This is my code to analyse sanger sequencing results from .abi files. This is specialized to my current needs, which is mainly confirming antibody cloning results.
abi_analysis.py has several functions that are used in succession to analyze the sequencing files. The general workflow is listed below:
list_of_abi_files = get_seq_files(directory, key = None)seqs_dict = create_dna_seqs_dict(list_of_abi_files, reverse = True)trimmed_dna_seqs = trim_dna_seqs(seqs_dict, starting_seq = string_of_dna, length = int_length)pro_seqs_df = create_protein_seqs(trimmed_dna_seqs)
get_seq_files retrieves all the .abi files from the input directory.

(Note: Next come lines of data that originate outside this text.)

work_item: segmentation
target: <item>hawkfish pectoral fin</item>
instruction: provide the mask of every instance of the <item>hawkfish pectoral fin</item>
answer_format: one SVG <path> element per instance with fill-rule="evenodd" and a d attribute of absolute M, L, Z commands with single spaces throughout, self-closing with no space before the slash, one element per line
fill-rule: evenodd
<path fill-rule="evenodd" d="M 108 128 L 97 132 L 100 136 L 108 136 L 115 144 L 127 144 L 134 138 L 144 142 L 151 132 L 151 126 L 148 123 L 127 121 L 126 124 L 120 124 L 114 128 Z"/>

create_dna_seqs_dict creates a dictionary of sequences within the .abi files using BioPython to get the information. The reverse flag is set to True when a reverse primer was used in the sequencing reaction. The resulting sequences will be reverse complemented to account for this.
trim_dna_seqs interates through all the sequences and searches for starting_seq, which is ~10bp of DNA prior to the 3' cut site used for cloning, and removes all bases after length, usually set to however many bp from the starting_seq through to the other cutsite on the 5' end. It is useful to make sure starting_seq is in-frame with your protein-of-interest and length is a multiple of 3.
create_protein_seqs translates the sequences into protein sequence and creates a dataframe of the results with one column per amino acid.
I usually save the dataframe to excel and check for correct sequences there.